La prima mattina, quando sono arrivata all’ospedale con la navetta dello staff internazionale, sono rimasta sorpresa nel notare un grande assembramento di persone fuori dai cancelli, quasi tutte madri con bambini. Mi hanno spiegato che quelle persone attendevano il momento del triage, ovvero quello in cui lo staff medico stabilisce la priorità di visita in base alla gravità dei pazienti.

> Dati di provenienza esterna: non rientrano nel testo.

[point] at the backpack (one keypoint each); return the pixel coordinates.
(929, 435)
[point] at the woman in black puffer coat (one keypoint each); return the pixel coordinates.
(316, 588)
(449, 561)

Come vi avevo anticipato nel precedente articolo, ogni giorno, nell’ambulatorio pediatrico, vengono visitati e assistiti 120 bambini, che è già di per sé un numero enorme ma che è comunque frutto di una necessaria cernita iniziale perché, la richiesta, sarebbe ancora più alta.
Ho quindi seguito Carmine, l’infermiere pediatrico che, tutte le mattine, esce dai cancelli e visita i bambini uno ad uno per stabilire le priorità: mi spiega che di norma vengono fatti entrare tutti i bambini sotto l’anno di età, ma questo criterio è fortemente correlato agli altri codici rossi.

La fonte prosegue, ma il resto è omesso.